Testing

httpyac: HTTP Testing in VS Code and the Command Line

HelpMeTest

HelpMeTest

6 min read
httpyac: HTTP Testing in VS Code and the Command Line

There are two kinds of API testing tools: the ones that look impressive in demos and the ones that actually fit into your daily workflow. httpyac is firmly in the second category. It extends the familiar .http file format with scripting, environments, authentication helpers, and a capable CLI — then wraps it all in a polished VS Code extension that makes running tests as easy as clicking a gutter button.

This post walks through what httpyac offers, how it compares to simpler .http tools, and how to use it effectively for both local development and CI pipelines.

What Is httpyac?

httpyac is an open-source HTTP client and test runner available as a VS Code extension and a standalone CLI (httpyac on npm). It reads .http and .rest files — the same format used by the VS Code REST Client extension — but adds a substantial layer of features on top: JavaScript scripting, multiple environment support, OAuth2/OpenID Connect helpers, GraphQL support, WebSocket testing, and gRPC.

The VS Code extension adds send buttons next to each request in the editor, a response viewer panel, an environment switcher in the status bar, and a history sidebar. The CLI (httpyac run) lets you execute the same files in CI without VS Code installed.
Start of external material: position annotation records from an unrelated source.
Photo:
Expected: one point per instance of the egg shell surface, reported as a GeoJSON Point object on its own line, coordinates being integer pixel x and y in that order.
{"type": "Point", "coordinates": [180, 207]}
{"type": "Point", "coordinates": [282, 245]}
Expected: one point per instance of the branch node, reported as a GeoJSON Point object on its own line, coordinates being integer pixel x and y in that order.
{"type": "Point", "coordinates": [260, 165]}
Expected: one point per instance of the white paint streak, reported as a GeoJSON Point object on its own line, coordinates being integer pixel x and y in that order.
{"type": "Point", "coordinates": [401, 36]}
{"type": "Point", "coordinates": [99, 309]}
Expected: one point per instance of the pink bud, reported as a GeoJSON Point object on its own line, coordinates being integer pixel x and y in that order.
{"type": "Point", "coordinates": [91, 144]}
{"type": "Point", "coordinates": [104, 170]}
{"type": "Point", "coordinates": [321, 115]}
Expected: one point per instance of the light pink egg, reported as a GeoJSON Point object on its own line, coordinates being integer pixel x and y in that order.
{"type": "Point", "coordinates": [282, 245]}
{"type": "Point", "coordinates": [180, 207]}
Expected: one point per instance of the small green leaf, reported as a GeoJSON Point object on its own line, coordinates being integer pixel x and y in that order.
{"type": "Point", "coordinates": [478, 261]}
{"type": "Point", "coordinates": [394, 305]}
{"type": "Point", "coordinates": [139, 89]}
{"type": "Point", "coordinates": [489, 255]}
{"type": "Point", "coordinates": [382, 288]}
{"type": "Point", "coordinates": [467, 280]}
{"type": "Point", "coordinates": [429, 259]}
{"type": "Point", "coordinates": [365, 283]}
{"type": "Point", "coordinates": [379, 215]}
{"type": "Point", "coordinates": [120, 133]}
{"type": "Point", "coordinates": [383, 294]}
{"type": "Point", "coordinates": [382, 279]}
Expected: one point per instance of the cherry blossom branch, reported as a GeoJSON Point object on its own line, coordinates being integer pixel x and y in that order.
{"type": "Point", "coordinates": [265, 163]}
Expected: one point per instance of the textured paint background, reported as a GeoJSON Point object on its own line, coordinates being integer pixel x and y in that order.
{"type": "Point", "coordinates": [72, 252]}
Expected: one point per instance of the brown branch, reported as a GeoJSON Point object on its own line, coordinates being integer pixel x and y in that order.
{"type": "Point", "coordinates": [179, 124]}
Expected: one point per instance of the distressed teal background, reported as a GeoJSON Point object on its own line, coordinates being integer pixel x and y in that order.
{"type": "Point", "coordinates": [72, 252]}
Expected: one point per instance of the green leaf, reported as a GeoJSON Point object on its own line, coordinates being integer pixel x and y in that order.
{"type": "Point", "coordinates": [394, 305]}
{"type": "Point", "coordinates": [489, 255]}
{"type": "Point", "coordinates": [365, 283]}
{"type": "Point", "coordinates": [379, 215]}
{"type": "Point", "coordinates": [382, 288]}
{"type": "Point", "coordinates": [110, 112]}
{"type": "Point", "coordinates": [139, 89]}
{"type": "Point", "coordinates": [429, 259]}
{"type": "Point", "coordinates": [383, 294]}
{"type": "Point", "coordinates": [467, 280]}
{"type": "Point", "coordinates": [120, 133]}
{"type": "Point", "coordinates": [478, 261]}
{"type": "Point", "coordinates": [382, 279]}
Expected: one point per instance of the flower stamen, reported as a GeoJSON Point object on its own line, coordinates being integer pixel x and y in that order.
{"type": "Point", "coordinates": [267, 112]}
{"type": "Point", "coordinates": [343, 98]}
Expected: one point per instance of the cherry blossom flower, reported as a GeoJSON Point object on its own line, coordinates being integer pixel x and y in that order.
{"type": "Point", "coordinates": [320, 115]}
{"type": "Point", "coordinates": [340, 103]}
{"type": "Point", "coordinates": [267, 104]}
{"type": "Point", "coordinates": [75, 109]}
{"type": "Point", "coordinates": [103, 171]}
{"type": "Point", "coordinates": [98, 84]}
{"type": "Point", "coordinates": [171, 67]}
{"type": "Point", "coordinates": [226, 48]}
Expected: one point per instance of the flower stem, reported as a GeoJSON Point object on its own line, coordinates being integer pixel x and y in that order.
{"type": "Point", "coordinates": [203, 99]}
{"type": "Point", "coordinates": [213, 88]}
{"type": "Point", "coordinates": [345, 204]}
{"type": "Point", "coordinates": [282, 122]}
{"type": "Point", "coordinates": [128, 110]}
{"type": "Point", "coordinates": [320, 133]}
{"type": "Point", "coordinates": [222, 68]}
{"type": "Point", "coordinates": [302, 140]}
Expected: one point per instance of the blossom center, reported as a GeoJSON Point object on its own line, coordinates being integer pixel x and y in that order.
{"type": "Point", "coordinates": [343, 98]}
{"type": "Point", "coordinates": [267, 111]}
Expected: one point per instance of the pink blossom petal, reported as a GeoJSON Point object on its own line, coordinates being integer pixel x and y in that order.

The combination means you write your tests once, run them interactively during development, and then execute the same files automatically in your pipeline.

Installation

For the VS Code extension, search for "httpyac" in the Extensions marketplace or install from the command palette:

ext install anweber.vscode-httpyac

For the CLI:

npm install -g httpyac
# or
yarn global add httpyac

The .http File Format (httpyac Style)

At its core, httpyac uses the standard .http format — HTTP method, URL, headers, blank line, body. But it layers on top of that significantly.

Basic request:

### Get user profile
GET https://api.example.com/users/me
Authorization: Bearer {{token}}
Accept: application/json

Request with assertions (httpyac's test scripting):

### Create product
POST https://api.example.com/products
Content-Type: application/json
Authorization: Bearer {{token}}

{
  "name": "Widget Pro",
  "price": 49.99,
  "sku": "WGT-PRO-001"
}

?? status == 201
?? body.id != null
?? body.name == "Widget Pro"
?? body.price == 49.99

The ?? lines are httpyac assertions. They run inline without switching to a separate section or writing JavaScript. For simple checks, this is much cleaner than embedding assertion logic in a script block.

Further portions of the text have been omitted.